# CR ML Road Map


- Step 1:
    - Transfrom Mock Data from Text File to Numpy Dataframe 
- Step 2:
    - ReCalculate Normalized Factor for Mock Data
- Step 3:
    - Machine Learning
        - using whole data to train
        - retrain the model with the data in 6 $\sigma$ CL region 

## Import Packages

In [2]:
from __future__ import absolute_import, division, print_function, unicode_literals
# basic python package
import importlib
import numpy as np
import time
import logging
importlib.reload(logging)
logging.basicConfig(level = logging.INFO)

# python ploting packages
import matplotlib.pyplot as plt
from matplotlib.ticker import MaxNLocator
from matplotlib.colors import ListedColormap, LinearSegmentedColormap, BoundaryNorm
from matplotlib.collections import LineCollection
from matplotlib import cm


# self-define classes
from script import CR_ML_Class as CR
from script import load_mock_data as LD


# tensorflow
import tensorflow as tf
from tensorflow.keras.models import Sequential, load_model
print("Tensorflow Version is {}".format(tf.__version__))
print("Keras Version is {}".format(tf.keras.__version__))
!nvudia-smi

Tensorflow Version is 2.4.1
Keras Version is 2.4.0
/bin/bash: nvudia-smi: command not found


## Transfrom Mock Data from Text File to Numpy Dataframe 

- Data Description:


    - parameter : propagation and source parameters 
        numpy shape: (# of mock data, 14)
            #parameter: original parameter 
            #new_parameter: recalculate the normal factor and Ap 

            raw1=D_0, 
            raw2=\delta, 
            raw3=z_h, 
            raw4=v_A, 
            raw5=\eta, 
            raw6=A_p, 
            raw7=\nu_1, 
            raw8=\nu_2, 
            raw9=log10(R_{br,1}), 
            raw10=\nu_3, 
            raw11=log10(R_{br,2}), 
            raw12=N_{Li}, 
            raw13=N_{Be}, 
            raw14=N_{O}


    - data: Mock data
        numpy shape: (# of mock data, 84, 6)
            84 means there are 84 energy bins from 1.000e-03 to 1.105e+05
            6 means there are the spectrum for E, Li, Be, B, C, O
            #data_0: original mocak data
            #modify_data_0: reshape data accroding to recalculated parameters


     - chi: chi-square 
        numpy shape: (# of mock data)
            #new_chi: chi-square from "modify_data"

In [130]:
%%time
text_Data_path = "../Data/Text_Mock_data/"

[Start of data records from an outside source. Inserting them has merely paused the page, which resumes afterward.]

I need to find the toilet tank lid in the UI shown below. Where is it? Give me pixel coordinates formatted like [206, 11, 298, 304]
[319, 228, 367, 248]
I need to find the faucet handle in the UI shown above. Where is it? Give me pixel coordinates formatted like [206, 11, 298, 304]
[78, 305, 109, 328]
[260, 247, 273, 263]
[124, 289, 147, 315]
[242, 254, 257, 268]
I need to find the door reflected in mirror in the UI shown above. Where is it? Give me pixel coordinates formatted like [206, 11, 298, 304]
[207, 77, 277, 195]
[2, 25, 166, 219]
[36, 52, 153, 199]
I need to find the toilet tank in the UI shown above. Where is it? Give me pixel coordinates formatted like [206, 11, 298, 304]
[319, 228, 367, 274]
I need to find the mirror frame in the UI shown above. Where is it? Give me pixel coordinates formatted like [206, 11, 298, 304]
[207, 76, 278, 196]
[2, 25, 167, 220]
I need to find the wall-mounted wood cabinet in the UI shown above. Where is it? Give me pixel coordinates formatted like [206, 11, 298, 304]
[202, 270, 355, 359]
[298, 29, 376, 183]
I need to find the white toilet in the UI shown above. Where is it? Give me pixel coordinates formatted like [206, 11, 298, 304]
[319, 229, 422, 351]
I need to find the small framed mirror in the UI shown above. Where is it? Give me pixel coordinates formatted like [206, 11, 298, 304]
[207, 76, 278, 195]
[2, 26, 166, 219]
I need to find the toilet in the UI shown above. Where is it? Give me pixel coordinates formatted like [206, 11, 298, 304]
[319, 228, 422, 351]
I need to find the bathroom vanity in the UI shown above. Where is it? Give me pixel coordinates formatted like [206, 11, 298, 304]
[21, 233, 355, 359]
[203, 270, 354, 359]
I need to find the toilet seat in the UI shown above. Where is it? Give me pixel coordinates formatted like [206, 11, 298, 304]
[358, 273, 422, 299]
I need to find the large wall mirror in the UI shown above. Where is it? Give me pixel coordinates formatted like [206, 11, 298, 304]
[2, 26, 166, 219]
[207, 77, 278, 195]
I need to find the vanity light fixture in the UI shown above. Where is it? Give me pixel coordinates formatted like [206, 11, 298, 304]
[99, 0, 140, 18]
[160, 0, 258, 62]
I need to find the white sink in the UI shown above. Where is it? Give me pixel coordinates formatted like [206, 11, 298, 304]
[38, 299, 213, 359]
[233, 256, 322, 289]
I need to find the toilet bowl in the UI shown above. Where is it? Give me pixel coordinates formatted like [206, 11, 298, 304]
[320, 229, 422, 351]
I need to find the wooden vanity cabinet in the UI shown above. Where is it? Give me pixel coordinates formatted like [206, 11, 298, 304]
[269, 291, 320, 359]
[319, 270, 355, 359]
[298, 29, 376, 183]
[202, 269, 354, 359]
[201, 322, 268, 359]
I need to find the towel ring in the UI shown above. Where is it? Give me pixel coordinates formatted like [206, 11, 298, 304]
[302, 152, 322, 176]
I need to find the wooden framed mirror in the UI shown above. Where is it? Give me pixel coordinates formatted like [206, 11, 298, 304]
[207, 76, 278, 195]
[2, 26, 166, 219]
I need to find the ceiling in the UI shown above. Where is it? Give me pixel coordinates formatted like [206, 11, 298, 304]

# mockdata_1 = CR.Mock_Data_to_NumpyArray(text_Data_path + "res_3x_1.txt")
mockdata_1 = CR.Mock_Data_to_NumpyArray(text_Data_path + "return_4.txt")
origin_parameter, data, chisq = mockdata_1.parameter, mockdata_1.spectrum, mockdata_1.chisq

logging.info("Data Shape for 'parameter': {}".format(origin_parameter.shape))
logging.info("Data Shape for 'data': {}".format(data.shape))
logging.info("Data Shape for 'chisq': {}".format(chisq.shape))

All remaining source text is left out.